Ok, so I think I “get” actions and triggers at least at a high level and where they show up in Blend but what’s a Behavior? Going back to my trusty class diagram it looks like we have;

image

this leaves Behavior feeling a bit opaque to me. It’s an attached object but what does it do? It doesn’t seem to have any methods or properties that you could easily spot but it’s not a Trigger and it’s not an Action.

I thought I’d browse the gallery of behaviors up here;

http://gallery.expression.microsoft.com/site/items/behaviors

at the time of writing there are 11 samples up there so I took down the “Sample Silverlight 3 Behaviors”. In that package there’s source and binaries for;

  • FullScreenAction (Action)
  • GoToStateAction (Action – drives a control via VSM to a particular state)
  • HyperlinkAction (Action)
  • PlayStoryboardAction (Action)
  • RemoveElementAction (Action – removes a child element from a parent )
  • ShowMessageBoxAction (Action)
  • StopStoryboardAction (Action)
  • DragBehavior (Behavior!)
  • DeepZoomBehavior (Behavior)
  • RandomMovementBehavior (Behavior)

one of the things about this is that I think it’s easy as a developer to think “FullScreenAction? That’s crazy – it’s only a line of code!”.

BUT…from a designer’s perspective it’s a line of code that they don’t want to write, they just expect to drag-and-drop it in Blend and the power of all this stuff is how easy is is for developers to encapsulate actions this way and get massive re-use from them reducing the amount of code that’ll actually end up in the Silverlight application itself. I think it’s very powerful.

Anyway…there are a couple of behaviours in that assembly and the one that I liked the look of most was DragBehavior so I looked at the code for it and it’s pretty simple;

  • In the OnAttached override, it finds the AssociatedObject and hooks up to its MouseLeftButtonDown, MouseLeftButtonUp, MouseMove events. It also captures the root visual of the application as a UserControl.
  • In its mouse handlers, it captures or releases the mouse to the element we’re attached to and watches for dragging.
  • When it detects dragging, it works out relative positions to the root visual of the application and modifies the RenderTransform of the element.

so, the way I read this is that a Behavior like this one is just anything that you might conceive of doing with a UI element. There’s no pre-canned idea as to what a Behavior should or should not be, it can do whatever it likes.
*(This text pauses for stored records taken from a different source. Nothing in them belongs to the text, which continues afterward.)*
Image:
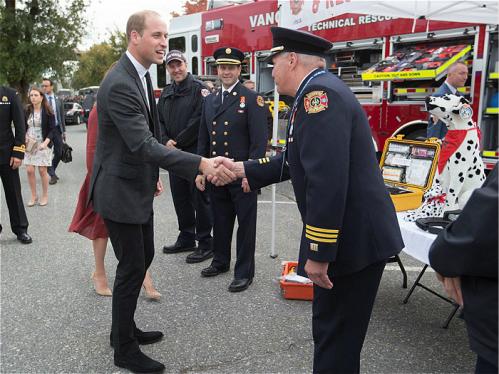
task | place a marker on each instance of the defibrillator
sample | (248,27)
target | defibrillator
(408,168)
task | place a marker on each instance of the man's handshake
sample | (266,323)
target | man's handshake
(219,171)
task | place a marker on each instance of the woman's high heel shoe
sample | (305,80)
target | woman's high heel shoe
(152,293)
(103,291)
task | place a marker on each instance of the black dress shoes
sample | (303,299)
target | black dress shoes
(143,337)
(239,285)
(212,271)
(199,255)
(179,247)
(138,363)
(24,238)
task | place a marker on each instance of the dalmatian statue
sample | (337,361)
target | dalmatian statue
(460,166)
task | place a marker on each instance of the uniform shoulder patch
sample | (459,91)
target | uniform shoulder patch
(315,102)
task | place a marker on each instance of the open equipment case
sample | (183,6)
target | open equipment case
(408,168)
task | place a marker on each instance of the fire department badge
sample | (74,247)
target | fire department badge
(259,101)
(315,102)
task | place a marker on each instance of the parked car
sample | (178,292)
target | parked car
(74,113)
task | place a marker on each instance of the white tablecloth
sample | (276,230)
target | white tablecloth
(417,242)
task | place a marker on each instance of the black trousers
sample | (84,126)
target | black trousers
(227,203)
(340,319)
(193,212)
(13,196)
(133,246)
(57,152)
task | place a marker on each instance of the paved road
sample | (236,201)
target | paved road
(53,322)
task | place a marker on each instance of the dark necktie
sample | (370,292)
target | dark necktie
(152,102)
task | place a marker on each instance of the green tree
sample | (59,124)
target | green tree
(37,37)
(95,62)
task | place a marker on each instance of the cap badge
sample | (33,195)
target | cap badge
(315,102)
(259,101)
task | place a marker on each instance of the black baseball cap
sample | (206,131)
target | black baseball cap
(228,56)
(175,55)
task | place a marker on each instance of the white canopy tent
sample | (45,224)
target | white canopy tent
(471,11)
(297,15)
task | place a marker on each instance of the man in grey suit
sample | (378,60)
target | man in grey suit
(457,76)
(125,178)
(60,135)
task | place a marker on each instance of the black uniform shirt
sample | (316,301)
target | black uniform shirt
(179,108)
(237,128)
(348,216)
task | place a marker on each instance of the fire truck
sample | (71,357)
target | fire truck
(390,63)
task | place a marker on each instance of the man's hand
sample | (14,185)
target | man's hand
(171,144)
(218,175)
(201,182)
(159,188)
(317,273)
(245,185)
(453,288)
(15,162)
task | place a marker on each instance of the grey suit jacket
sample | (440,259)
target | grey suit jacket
(127,156)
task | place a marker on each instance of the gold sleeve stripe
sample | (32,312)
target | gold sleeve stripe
(318,229)
(321,240)
(321,234)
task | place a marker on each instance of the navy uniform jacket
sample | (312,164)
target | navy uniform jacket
(467,248)
(236,129)
(439,129)
(179,108)
(11,111)
(348,216)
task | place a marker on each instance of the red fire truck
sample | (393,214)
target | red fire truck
(364,50)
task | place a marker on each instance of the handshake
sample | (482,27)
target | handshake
(220,171)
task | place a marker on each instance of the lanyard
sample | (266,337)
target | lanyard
(298,98)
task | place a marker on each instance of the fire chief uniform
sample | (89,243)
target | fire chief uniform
(236,129)
(12,146)
(348,217)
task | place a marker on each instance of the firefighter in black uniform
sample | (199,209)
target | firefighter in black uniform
(233,124)
(350,227)
(179,108)
(11,155)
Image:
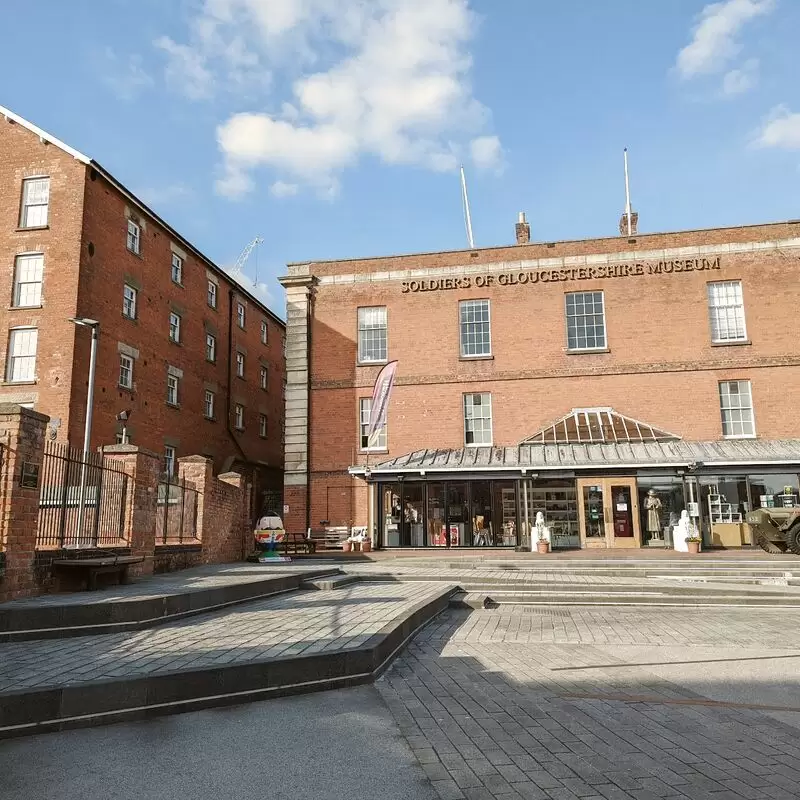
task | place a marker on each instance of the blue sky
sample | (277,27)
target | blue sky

There’s also a DeepZoomBehavior in that package which works with a MultiScaleImage to add mouse behaviours which is pretty cool and is a great example of how that piece of code can be encapsulated once and then re-used as I’ve written similar code myself in the past and also seen others write it.

It all seems pretty cool to me and I can think of a bunch of actions that you might write straight away like actions to play/pause/resume media and actions to enable/disable UI ( I guess that’s just a special case of the “go to state” action! ) and maybe some triggers that fire on changes to network status or that kind of thing.

One thing I was wondering was how far you could take this – i.e. to what extent you could bind these things together?

One immediate thought was whether you could combine a “drag behaviour” with a “drop behavior” and how that might work? Questions;

  • would that need a Draggable behaviour on some elements
  • maybe a Drop trigger on some other elements that fired a drop action of some sort?
  • As you were dragging, would the Draggable behaviour need to be looking to see if the element that you were trying to drop onto had Drop triggers on them or would you have some other registration system that stored which elements were drop-zones for various types of draggable items?

I guess I’m thinking of 2 Listboxes displaying templated Customer items and the ability to drag the Customer instance (rather than its UI) from one to the other all built with behaviours. I’’ll try to return to this and see if I can cook something up on it.